Dans sa communication “Art et religion, entre symbiose et antinomie”, le professeur Yadh Ben Achour a mis en exergue les liens étroits entre ces deux concepts, expliquant que si les religieux et les politiciens avaient cherché à tout prix d’exclure les artistes, plusieurs créateurs comme Botticelli ou encore Leonard Da Vinci, avaient tenté à travers leurs oeuvres de libérer l’art, des interdits religieux.
A ce propos, le conférencier a évoqué la scission profonde entre l’art et la religion en Islam, ajoutant que de multiples actes de violence ciblant les espaces culturels et les artistes ont eu lieu, à l’époque contemporaine. “Par exemple, en Tunisie, des agressions ont été commises contre des artistes plasticiens au palais El Abdellia à la Marsa et des cinéastes à la salle CinéAfric’Art à l’Avenue Habib Bourguiba à Tunis”, a rappelé Yadh Ben Achour.
Selon Hayat Amamou, universitaire tunisienne, spécialiste de l’histoire de l’islam, l’image du coran telle que représentée dans la calligraphie arabe, est unique. L’art de la calligraphie arabe a-t-elle relevé est devenu un “art officiel” qui s’est développé pour tirer ses lettres de noblesse du sacré en représentant le langage coranique. En effet, cet art par excellence a été le moyen pour les artistes musulmans à présenter des oeuvres sans déranger sinon tomber en conflit avec les théologiens qui ont interdit certaines autres formes artistiques telles que la photographie et la sculpture qu’ils considèrent une sorte d’apostasie.
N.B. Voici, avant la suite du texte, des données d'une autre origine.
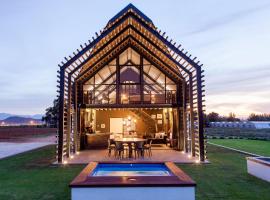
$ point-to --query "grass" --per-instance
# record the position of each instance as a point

Elle a, par ailleurs, fait savoir que la calligraphie arabe a trouvé son esthétique et sa valeur en puisant des versets coraniques dans leur notion de sacré. C’est ainsi d’ailleurs que le calligraphe a réussi à trouver sa place et à susciter l’admiration et le respect des hommes de religion qui ont une vision exceptionnelle pour cet art qui s’est épanoui pour devenir une forme artistique par excellence de la civilisation islamique.
Ceci n’est cependant pas le cas pour le cinéma ou la photographie. Dans sa communication sur le thème “L’interdiction de l’image dans l’lslam, la grande hérésie”, le critique d’art Habib Bida a relevé qu’il n’existe pas dans les versets du coran ce qui interdit l’art, tout comme il n’existe pas ce qui autorise l’incarnation du sacré”. Sur ce point, a-t-il ajouté, les théologiens ne sont pas d’accord à ce sujet, car certains considèrent que l’émergence des arts en général est le résultat de la restriction.
Or, pour Youssef Seddik, cette illusion est due à l’absence d’une vraie et profonde lecture du Coran. Dans son intervention intitulée “re-présenter est-il la seule raison?”, le conférencier a estimé que l’Islam n’a jamais posé de restriction pour l’exercice libre d’une expression artistique. Cela dit, les rapports entre l’art et la religion demeurent un sujet d’actualité brûlante. Ce sujet, de l’avis unanime des participants, ne cessera de faire couler beaucoup d’encre car plusieurs ne sont pas parvenus à saisir le secret de l’art et la beauté de la religion.